Ma gran parte di questa capacità inutilizzata si trova nella regione del Golfo, quindi se venissero presi di mira anche gli impianti petroliferi, ad esempio, dell’Arabia Saudita o degli Emirati Arabi Uniti, il mondo potrebbe trovarsi ad affrontare un problema di approvvigionamento di petrolio.

L’Arabia Saudita è diffidente nei confronti dell’invalidazione iraniana dei suoi impianti petroliferi da quando un attacco del 2019 al suo giacimento petrolifero Aramco ha interrotto oltre il 5% della fornitura mondiale di petrolio. L’Iran ha negato qualsiasi coinvolgimento.

Riyadh si è avvicinata a Teheran negli ultimi anni, ma la fiducia rimane un problema. Bahrein, Kuwait, Qatar, Arabia Saudita ed Emirati Arabi Uniti ospitano installazioni o truppe militari statunitensi.

Un’altra fonte del Golfo ha affermato che le preoccupazioni sugli impianti petroliferi e il rischio di un conflitto regionale più ampio sono stati anche al centro delle discussioni tra i funzionari degli Emirati e le loro controparti statunitensi.

Nel 2022, il gruppo terroristico Houthi dello Yemen, alleato dell’Iran, ha lanciato missili e droni contro camion di rifornimenti vicino a una raffineria di petrolio di proprietà della compagnia petrolifera statale ADNOC degli Emirati Arabi Uniti e ha rivendicato la responsabilità dell’attacco.

“Gli stati del Golfo non permettono a Israele di utilizzare il loro spazio aereo. Non lasceranno passare i missili israeliani e c’è anche la speranza che non colpiscano gli impianti petroliferi”, ha detto la fonte del Golfo.

Le tre fonti del Golfo hanno sottolineato che Israele potrebbe indirizzare i suoi attacchi attraverso la Giordania o l’Iraq, ma che l’utilizzo dello spazio aereo saudita, degli Emirati o del Qatar è fuori questione e strategicamente non necessario.

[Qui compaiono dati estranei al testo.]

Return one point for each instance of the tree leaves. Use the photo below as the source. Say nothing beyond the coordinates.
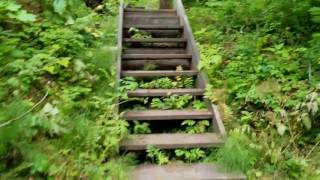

Gli analisti hanno anche notato che Israele ha altre opzioni, comprese le capacità di rifornimento aereo che permetterebbero ai suoi aerei di volare lungo il Mar Rosso fino all’Oceano Indiano, al Golfo, e poi tornare indietro.

I razzi sorvolano Gerusalemme mentre una sirena suona per avvertire di missili in arrivo lanciati dall’Iran, a Gerusalemme, 1 ottobre 2024. (Mahmoud Illean/AP)

Nel cuore di una guerra missilistica

Israele calibrierà la sua risposta, secondo due alti funzionari israeliani, e fino a mercoledì non aveva ancora deciso se avrebbe colpito i giacimenti petroliferi iraniani.

Questa opzione è stata presentata ai leader israeliani dalstabilimento della difesa, secondo questi funzionari.

“Il nostro colpo sarà letale, preciso e particolarmente sorprendente. Non capiranno cosa è successo e come è successo. Vedranno i risultati”, ha detto mercoledì il ministro della Difesa Yoav Gallant.

Un impianto petrolifero iraniano sull’isola di Kharg, sulla costa del Golfo Persico, in una foto del 12 marzo 2017. (Atta Kenare/AFP)

Le tre fonti del Golfo hanno affermato che l’Arabia Saudita, in quanto grande esportatore di petrolio, così come i suoi vicini produttori di petrolio – Emirati Arabi Uniti, Qatar, Kuwait, Oman e Bahrein – hanno tutto l’interesse a disinnescare la situazione.

“Ci troveremo nel mezzo di una guerra missilistica. Ci sono serie preoccupazioni, soprattutto se l’attacco israeliano prenderà di mira gli impianti petroliferi iraniani”, ha detto una seconda fonte del Golfo.

Le tre fonti del Golfo hanno affermato che un attacco israeliano alle infrastrutture petrolifere iraniane avrebbe un impatto globale, in particolare per la Cina – il principale cliente petrolifero dell’Iran – e per la candidata democratica Kamala Harris mentre si avvicinano le elezioni presidenziali del 5 novembre, dove si opporrà a Donald Trump.

“Se i prezzi del petrolio salissero a 120 dollari al barile, ciò danneggerebbe sia l’economia degli Stati Uniti che le possibilità di Kamala Harris alle elezioni. Essi [les Américains] non permetterà quindi che la guerra petrolifera si espanda”, stima la prima fonte del Golfo.

Fonti del Golfo affermano che la protezione di tutte le installazioni petrolifere rimane una sfida, nonostante i sistemi avanzati di difesa missilistica e Patriot, e quindi l’approccio principale rimane diplomatico: segnalare all’Iran che gli Stati del Golfo non lo sono non rappresenta una minaccia.

Bernard Haykel, professore di studi sul Vicino Oriente all’Università di Princeton, ha osservato che Riad è vulnerabile “perché gli iraniani possono invadere queste strutture a causa della breve distanza dal continente”.